Immagine:” Sara”, foglio di carta pastelli ad olio, opera di Giorgia Duracci, praticante del secondo anno
LE LACRIME, BALUARDO DELLA MIA VERA UMANITA’
Postato il 7 Febbraio 2022 Scritto da 8 Commenti
Veramente bello quel che scrivi Simone.
Il DOLORE alla gola che si sente quando si tenta di stoppare le lacrime ci suggerisce chiaramente che scioglierci vuol dire aprirci al “rischio” di procedere verso un infinito da cui la paura dell’ignoto,i nodi psicologici,la chiusura e la durezza,tentano di tenerci lontani.
In fondo viene spesso chiamato “coraggio” ciò che è invece mi sembra solo aggressività e durezza, il corpo va avanti, CONTRO qualcun altro , al contrario il vero coraggio è la libertà di essere fedeli al nostro più vero IO, il corpo si ammorbidisce, si autopercepisce e infine si ABBANDONA fiducioso,sciogliendosi in lacrime…..navigando le quali ci si trova su una diversa sponda, più accogliente della precedente e così si procede…
“in quel dolore tremendo inizio ad avvertire la presenza di uno Spirito, di una luce il cui primo intento è quello di sbattermi quasi con insolenza in faccia a zone sempre più oscure della mia anima: per illuminarle; è così: le lacrime spalancano i sepolcri e disseppelliscono i cadaveri.
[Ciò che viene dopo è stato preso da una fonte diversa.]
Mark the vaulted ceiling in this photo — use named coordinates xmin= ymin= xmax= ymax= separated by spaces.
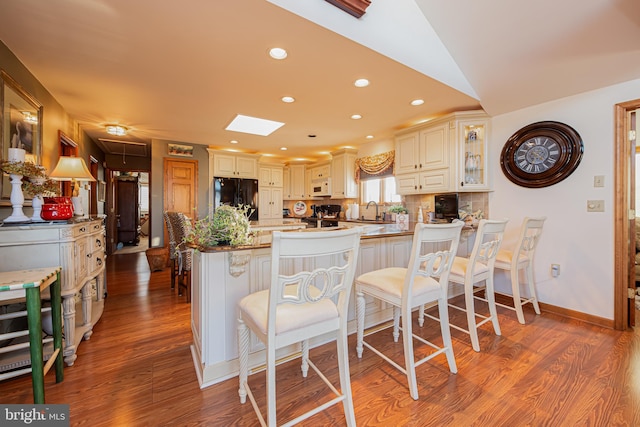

Allora mi appare con una chiarezza quanto mai lampante la natura bene-detta di quel soffio di luce iniziale che voleva investirmi ma cui io opponevo resistenza…”
Grazie Simone, è tutto terribilmente pratico, sperimentale e sperimentabile, quello che appunti con minuzia preziosa è un’esperienza, non sono discorsi.
Ti ringrazio di cuore per quanto mi hai ricordato, hai ricordato come sempre possibile.
Questo pianto benedetto che scioglie le catene, che bello, che dono!
Un grande abbraccio.
Grazie.
Grazie per quanto hai condiviso, mi ha fatto battere forte il cuore e le lacrime sono uscite inondandomi di dolore e di pace.
Cari Claudia, Marco, Salvatore e Maria Grazia,
Grazie di cuore dei vostri commenti al mio post. Sì, è proprio così, le lacrime, quando espressione di un profondo abbandono, hanno un grande potere terapeutico e, secondo me, persino taumaturgico! Io le sento a volte come riescono a sciogliere il ghiaccio che è presente in me. Possono mettere in moto un passaggio di stato del nostro Io. Personalmente, noto anche come cambi il loro “sapore” (interiore) – a seconda del passaggio di stato che esprimono; a volte sono amare, altre volte sanno di risentimento, altre di profonda contrizione…e altre volte di gioia pura! Quella gioia gratuita, senza condizioni, che mi fanno sentire che sono in contatto col Creatore… che sono contenuto in un ‘grembo’, che sono in relazione con la Sorgente di ogni cosa! Purtroppo.. ne ho scoperto tardi la loro importanza – e.. le resistenze da affrontare ogni giorno sono tante.. Ma quando, tramite esse, arriviamo a sentire che quel baratro, l’abisso dentro di noi è sfondato.. che ogni limite di noi, ogni separazione si sta dissolvendo..che bello! Lasciano, dopo, un senso di benessere inaudito!
Grazie ancora dei vostri commenti, un abbraccio anche a voi e.. a tutti voi un sereno percorso alla scoperta del vero Io divino-umano che ci abita ?
Un abbraccio, Simone
Meraviglia! Grazie Simone! Vanna
Le lacrime che ammorbidiscono le durezze che ci abitano, aprono il cuore e diventano un balsamo per l’anima.
Grazie Simone.
Grazie Simone, hai descritto in modo poetico le lacrime che ho pianto domenica 6/2 al 6 incontro del 2 anno dopo la meditazione/contemplazione.